Aspirin May Aid MS Fatigue
Provigil, a drug used to treat the sudden-sleep disorder narcolepsy, does not affect fatigue experienced by people with multiple sclerosis (MS), Reuters reported.
However, a separate study found that aspirin may be of some benefit. Both studies appeared in the medical journal Neurology.
Two small pilot studies recently showed a positive impact of Provigil, technically known as modafinil, on MS-related fatigue, note Dr. Bruno Stankoff, at Hopital de la Salpetriere in Paris and members of the French Modafinil Study Group, in the first study.
To further investigate, the group randomly assigned 56 patients scoring 45 points or more on a fatigue scale to modafinil, and 59 to an inactive placebo.
Both groups experienced decreased fatigue during the 35-day trial, but change in fatigue scores did not differ significantly between the two groups.
In the second study, Dr. Dean M. Wingerchuk and colleagues point out that some MS patients using aspirin for other purposes report reduced fatigue.
In crossover trial, 30 patients with MS-related fatigue took either aspirin twice daily or placebo for 6 weeks in random order, separated by a 2-week "washout" period.

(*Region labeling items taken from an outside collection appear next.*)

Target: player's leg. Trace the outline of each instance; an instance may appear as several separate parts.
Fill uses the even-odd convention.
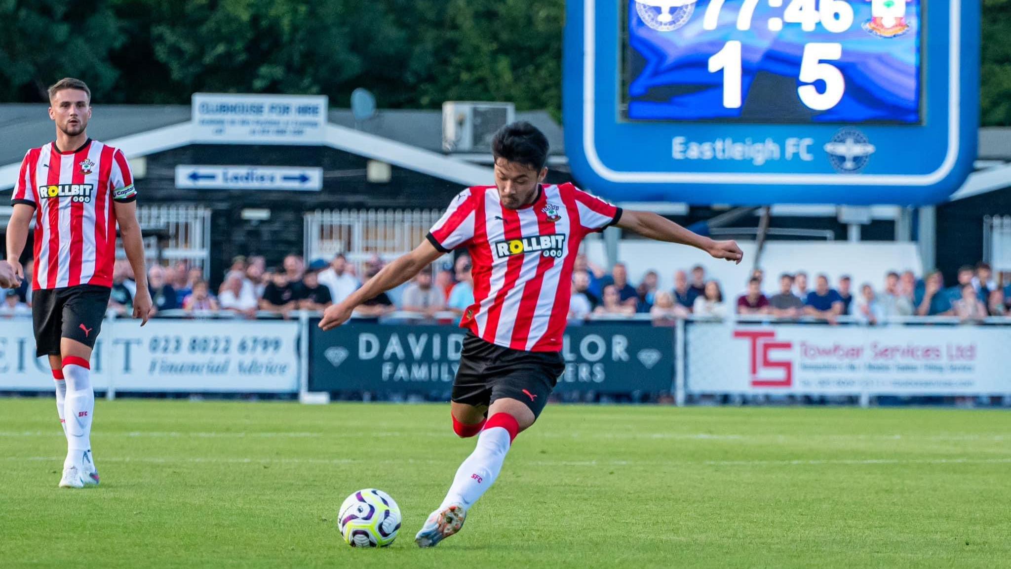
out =
[[[67,436],[67,417],[64,415],[64,402],[67,400],[67,382],[63,375],[63,359],[59,355],[50,355],[50,369],[53,370],[53,383],[57,388],[57,415],[60,416],[60,426]]]
[[[31,327],[35,336],[35,356],[49,357],[56,387],[57,415],[60,417],[60,426],[66,437],[67,383],[64,380],[63,362],[60,358],[62,312],[63,298],[57,291],[35,291],[31,303]],[[60,484],[63,485],[63,483],[61,478]]]
[[[77,287],[64,304],[60,340],[67,399],[67,459],[64,471],[76,469],[85,484],[98,484],[98,470],[91,456],[91,425],[95,391],[91,384],[91,351],[101,330],[109,290]]]
[[[453,401],[450,415],[453,417],[453,432],[461,438],[467,438],[481,432],[488,415],[488,406]]]
[[[537,420],[564,371],[557,354],[503,352],[501,355],[501,363],[486,371],[500,374],[489,382],[488,419],[474,452],[460,465],[439,509],[429,515],[416,537],[420,547],[433,547],[463,527],[468,508],[498,478],[513,440]]]

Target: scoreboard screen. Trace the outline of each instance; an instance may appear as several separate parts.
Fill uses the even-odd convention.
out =
[[[626,120],[923,120],[921,0],[626,0]]]
[[[569,169],[625,202],[937,204],[977,156],[980,5],[566,0]]]

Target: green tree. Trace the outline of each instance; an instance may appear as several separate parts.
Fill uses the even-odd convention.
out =
[[[980,121],[1011,126],[1011,1],[984,0]]]
[[[63,77],[84,80],[100,99],[115,88],[109,54],[122,43],[103,0],[0,0],[0,100],[45,101]]]

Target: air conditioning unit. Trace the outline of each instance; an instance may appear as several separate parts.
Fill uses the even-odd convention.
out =
[[[489,152],[491,137],[515,119],[511,102],[446,101],[443,103],[443,150]]]

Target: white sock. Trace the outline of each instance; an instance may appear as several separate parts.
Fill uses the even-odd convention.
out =
[[[57,385],[57,414],[60,415],[60,426],[64,429],[64,436],[67,436],[67,420],[64,417],[64,401],[67,399],[67,382],[64,381],[63,371],[53,371],[53,383]]]
[[[64,413],[67,418],[67,460],[64,468],[77,465],[85,451],[91,449],[91,420],[95,412],[95,392],[91,389],[91,370],[80,363],[88,363],[74,358],[73,363],[64,359],[64,377],[67,382],[67,399]]]
[[[503,421],[502,416],[508,419]],[[502,422],[507,424],[502,425]],[[473,505],[491,487],[495,478],[498,478],[502,462],[505,461],[505,455],[518,430],[516,419],[511,415],[496,413],[491,416],[485,423],[484,430],[477,435],[477,448],[456,471],[453,485],[439,509],[455,503],[463,504],[464,508]]]

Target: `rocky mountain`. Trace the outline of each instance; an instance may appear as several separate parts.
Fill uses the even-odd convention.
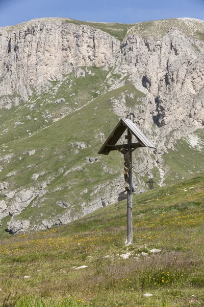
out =
[[[122,157],[97,152],[120,117],[157,146],[135,193],[203,170],[204,21],[42,18],[0,28],[2,235],[66,224],[126,197]]]

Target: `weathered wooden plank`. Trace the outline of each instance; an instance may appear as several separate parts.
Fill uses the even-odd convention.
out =
[[[148,140],[142,132],[140,131],[139,128],[138,128],[138,127],[137,127],[130,119],[121,118],[118,124],[98,152],[98,154],[107,155],[111,150],[116,150],[112,149],[112,147],[110,145],[113,146],[116,144],[127,128],[129,129],[131,134],[135,136],[138,143],[140,144],[141,147],[148,147],[156,148],[155,145]],[[127,137],[126,138],[129,137]]]

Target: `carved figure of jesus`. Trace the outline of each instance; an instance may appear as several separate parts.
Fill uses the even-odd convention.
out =
[[[125,190],[126,191],[130,191],[129,171],[131,169],[131,154],[134,151],[136,148],[129,150],[126,149],[124,147],[121,148],[121,149],[119,149],[116,147],[116,149],[121,154],[122,154],[124,156],[124,179],[125,182]]]

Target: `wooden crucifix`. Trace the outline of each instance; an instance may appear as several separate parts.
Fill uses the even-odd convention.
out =
[[[125,139],[127,144],[116,145],[116,143],[128,128]],[[132,142],[134,135],[137,143]],[[141,131],[130,119],[121,118],[118,124],[106,141],[98,154],[108,155],[112,150],[118,150],[123,155],[124,177],[125,190],[127,191],[127,243],[133,244],[133,200],[132,200],[132,153],[136,148],[148,147],[156,149],[155,146],[148,140]]]

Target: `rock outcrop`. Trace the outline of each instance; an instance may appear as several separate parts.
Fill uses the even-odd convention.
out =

Average scores on one fatigue scale were lower during aspirin treatment (38.1 versus 42.5), but responses did not differ significantly on two other scales.
Commenting in a related editorial, Drs. Steven R. Schwid of the University of Rochester, New York, and T. Jock Murray of Dalhousie University in Halifax, Nova Scotia, observe that "until we make progress in distinguishing fatigue from other MS symptoms, in identifying its mechanisms and in measuring it accurately, we will not make substantial progress in treating this disabling symptom."